A Convolutional Spiking Network for Gesture Recognition in
Brain-Computer Interfaces
- URL: http://arxiv.org/abs/2304.11106v2
- Date: Thu, 27 Apr 2023 10:39:07 GMT
- Title: A Convolutional Spiking Network for Gesture Recognition in
Brain-Computer Interfaces
- Authors: Yiming Ai, Bipin Rajendran
- Abstract summary: We propose a simple yet efficient machine learning-based approach for the exemplary problem of hand gesture classification based on brain signals.

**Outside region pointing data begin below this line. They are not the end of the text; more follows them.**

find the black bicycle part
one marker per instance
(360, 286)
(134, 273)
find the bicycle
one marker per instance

We demonstrate that this approach generalizes to different subjects with both EEG and ECoG data and achieves superior accuracy in the range of 92.74-97.07%.
- Score: 0.8122270502556371
- License: http://creativecommons.org/licenses/by/4.0/
- Abstract: Brain-computer interfaces are being explored for a wide variety of
therapeutic applications. Typically, this involves measuring and analyzing
continuous-time electrical brain activity via techniques such as
electrocorticogram (ECoG) or electroencephalography (EEG) to drive external
devices. However, due to the inherent noise and variability in the
measurements, the analysis of these signals is challenging and requires offline
processing with significant computational resources. In this paper, we propose
a simple yet efficient machine learning-based approach for the exemplary
problem of hand gesture classification based on brain signals. We use a hybrid
machine learning approach that uses a convolutional spiking neural network
employing a bio-inspired event-driven synaptic plasticity rule for unsupervised
feature learning of the measured analog signals encoded in the spike domain. We
demonstrate that this approach generalizes to different subjects with both EEG
and ECoG data and achieves superior accuracy in the range of 92.74-97.07% in
identifying different hand gesture classes and motor imagery tasks.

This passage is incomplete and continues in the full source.